実施例34. (3R,4R)−N−(4,5−ジメチルチアゾール−2−イル)−3−ヒドロキシ−7−(3−(トリフルオロメチル)フェニル)−3,4−ジヒドロ−1,4−メタノピリド[2,3−b][1,4]ジアゼピン−5(2H)−カルボキサミドの製造:
工程1. (3R,4R)−7−(3−(トリフルオロメチル)フェニル)−2,3,4,5−テトラヒドロ−1,4−メタノピリド[2,3−b][1,4]ジアゼピン−3−オールの合成:
ジオキサン/H2O(30mL、10:1)中、(3R,4R)−7−クロロ−3−((トリメチルシリル)オキシ)−2,3,4,5−テトラヒドロ−1,4−メタノピリド[2,3−b][1,4]ジアゼピン(1g、3.53mmol)、((3−トリフルオロメチル)フェニル)ボロン酸(1.34g、7.06mmol)、CS2CO3(3.44g、10.6mmol)、Pd(dppf)Cl2(300mg、0.35mmol)の混合物を、マイクロ波下、130℃で2.5時間反応させた。次に、この反応混合物を水に注ぎ、EtOAcで抽出し、水、次いで、ブラインで洗浄し、乾燥させ(Na2SO4)、濃縮した。残渣をシリカゲルクロマトグラフィー(PE/EA=4:1)により精製し、(3R,4R)−7−(3−(トリフルオロメチル)フェニル)−2,3,4,5−テトラヒドロ−1,4−メタノピリド[2,3−b][1,4]ジアゼピン−3−オール(600mg、39%収率)を得た。MS(ESI)C16H14F3N3Oの理論値:321.1。

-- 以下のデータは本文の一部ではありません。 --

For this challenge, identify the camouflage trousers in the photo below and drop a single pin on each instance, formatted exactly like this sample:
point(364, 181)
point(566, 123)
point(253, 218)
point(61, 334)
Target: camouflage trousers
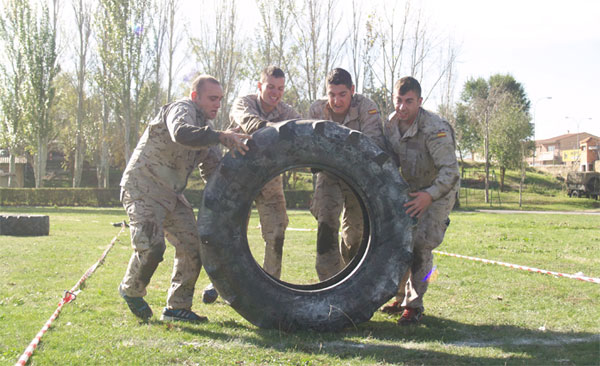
point(428, 234)
point(334, 197)
point(270, 204)
point(150, 223)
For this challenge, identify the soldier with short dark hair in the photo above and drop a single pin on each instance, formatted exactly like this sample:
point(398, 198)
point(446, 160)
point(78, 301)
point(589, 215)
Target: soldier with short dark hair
point(251, 113)
point(423, 145)
point(332, 196)
point(177, 140)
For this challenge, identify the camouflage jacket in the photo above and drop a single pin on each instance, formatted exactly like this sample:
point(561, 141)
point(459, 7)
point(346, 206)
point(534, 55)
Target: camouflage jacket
point(178, 139)
point(362, 116)
point(425, 153)
point(247, 113)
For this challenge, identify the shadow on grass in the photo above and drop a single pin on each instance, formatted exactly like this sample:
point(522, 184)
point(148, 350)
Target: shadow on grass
point(389, 343)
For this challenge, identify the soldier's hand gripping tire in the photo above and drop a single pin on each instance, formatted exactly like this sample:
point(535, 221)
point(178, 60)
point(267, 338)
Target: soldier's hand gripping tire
point(351, 296)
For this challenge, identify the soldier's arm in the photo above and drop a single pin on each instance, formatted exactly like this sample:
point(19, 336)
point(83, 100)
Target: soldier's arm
point(180, 122)
point(246, 115)
point(440, 144)
point(371, 124)
point(290, 113)
point(208, 162)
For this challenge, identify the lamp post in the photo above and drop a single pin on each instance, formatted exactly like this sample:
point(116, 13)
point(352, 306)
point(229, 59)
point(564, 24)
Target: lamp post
point(534, 129)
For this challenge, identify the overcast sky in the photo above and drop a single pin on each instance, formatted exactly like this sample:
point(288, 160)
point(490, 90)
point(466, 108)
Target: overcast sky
point(551, 47)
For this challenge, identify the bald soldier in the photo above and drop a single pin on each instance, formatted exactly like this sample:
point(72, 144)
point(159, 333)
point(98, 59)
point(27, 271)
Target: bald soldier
point(177, 140)
point(251, 113)
point(332, 196)
point(423, 145)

工程2. (3R,4R)−3−((tert−ブチルジメチルシリル)オキシ)−7−(3−(トリフルオロメチル)フェニル)−2,3,4,5−テトラヒドロ−1,4−メタノピリド[2,3−b][1,4]ジアゼピンの合成:
TBSCl(338mg、2.24mmol)、(3R,4R)−7−クロロ−2,3,4,5−テトラヒドロ−1,4−メタノピリド[2,3−b][1,4]ジアゼピン−3−オール(600mg、1.87mmol)、トリエチルアミン(415mg、4.11mmol)およびDMAP(22mg、0.20mmol)の混合物を48時間撹拌した。出発材料を消費するためにはさらなるTBSClおよびTEAが必要であった。粗残渣をカラムクロマトグラフィーにより精製し、(3R,4R)−3−((tert−ブチルジメチルシリル)オキシ)−7−クロロ−2,3,4,5−テトラヒドロ−1,4−メタノピリド[2,3−b][1,4]ジアゼピン(90mg、収率73%)を得た。MS(ESI)C22H28F3N3OSiの理論値:435.20。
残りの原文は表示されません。